Once they reached the tarmac, the bike seemed to fly, gathering strength. Sara opened her eyes, and leant into the wind. Tears bled from the corners of her eyes. His devil-may-care black eyes glinted at her as he turned and shouted. She could not hear what he said. ‘Faster,’ she shrieked and did not know why.
Through the cool day they flew. Grey trees swayed incessantly against a cloud-soft horizon, above a sea the colour of cigar ash. The softness, the greyness, soothed her as a bright day never could have.
Sara wondered if he was taking her to Narooma – the road led there, bursting out of the bush to a wide view of the bay, with its long scallop of sand, the sprawl of buildings and roads, telegraph wires and bright shopfronts. She hoped they would flash past it, all the town a blur in her eyes, and keep on going, heading north, heading away.
She closed her eyes again and let her body sway with his. Through her closed eyelids she sensed the changes in light as the road came out of an avenue of trees, then back beneath branches. She almost fell off when Matthew braked to a halt. She grabbed his waist, opening her eyes.
He had parked at the edge of a long, empty beach. The sand was white, but cruel-looking black boulders bit through the water. He smiled at her, and held out his hand. ‘Wanna sit for a while?’
‘Can we walk instead?’ she asked, and pulled off her boots so she was barefoot. Matthew took off his boots too, and together they walked along the sand. Her hand was uneasy in his. She was conscious of his eyes on her face, studying her intentl
y, but she did not look up.
‘What’s wrong, Sara?’ he asked gently. ‘I mean, apart from the fact your father’s in hospital?’
If his hand had not been so warm and holding hers so firmly, if he had not taken her away from the farm like that, so quickly and without question, she would not have been able to answer him. But his hand was warm and firm, and he was watching her mouth with eyes as rich and dark as chocolate cake, and so she told him, very simply, ‘I’m afraid Joe might have pushed my dad off the cliff.’
‘Joe?’ Matthew was surprised. ‘I was thinking of your uncle, Mr Stick-Up-The-Arse Halloran.’

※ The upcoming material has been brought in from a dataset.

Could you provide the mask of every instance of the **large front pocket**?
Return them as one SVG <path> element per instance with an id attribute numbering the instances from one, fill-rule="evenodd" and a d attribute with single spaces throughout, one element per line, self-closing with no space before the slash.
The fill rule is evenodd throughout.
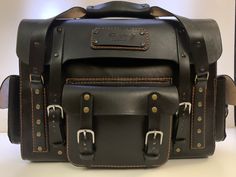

Sara smiled despite herself. ‘So was I. I accused him. Of murder! But he says he was at church with both Annie and Harry, and that the whole congregation will swear to it.’
‘That makes it hard to stick it on him,’ Matthew agreed.
She took a deep breath. ‘He says I should look a little closer to home for my murderer.’
‘Yeah, but what does Alex know?’ Matthew said. ‘He’s the kind of guy that thinks a slim panatella is a country singer.’
Sara was startled into laughter. Although it only lasted a moment, it felt good. She could not remember the last time she had laughed out loud.
Matthew laughed with her. ‘You know,’ he said, ‘I’ve been trying to make you laugh for three whole months and it’s only now, when your dad’s in hospital, all busted up, and you’re telling me you think your brother’s a murderer, that I finally succeed.’
Sara smiled ruefully. He drew her down to sit next to him on the sand, wrapping his arm about her shoulders.
‘Look, your uncle’s a miserly old bastard who thinks he’s God’s gift to the world. What do you care what he thinks?’
Sara shifted her shoulders uncomfortably. ‘It’s not that, really.’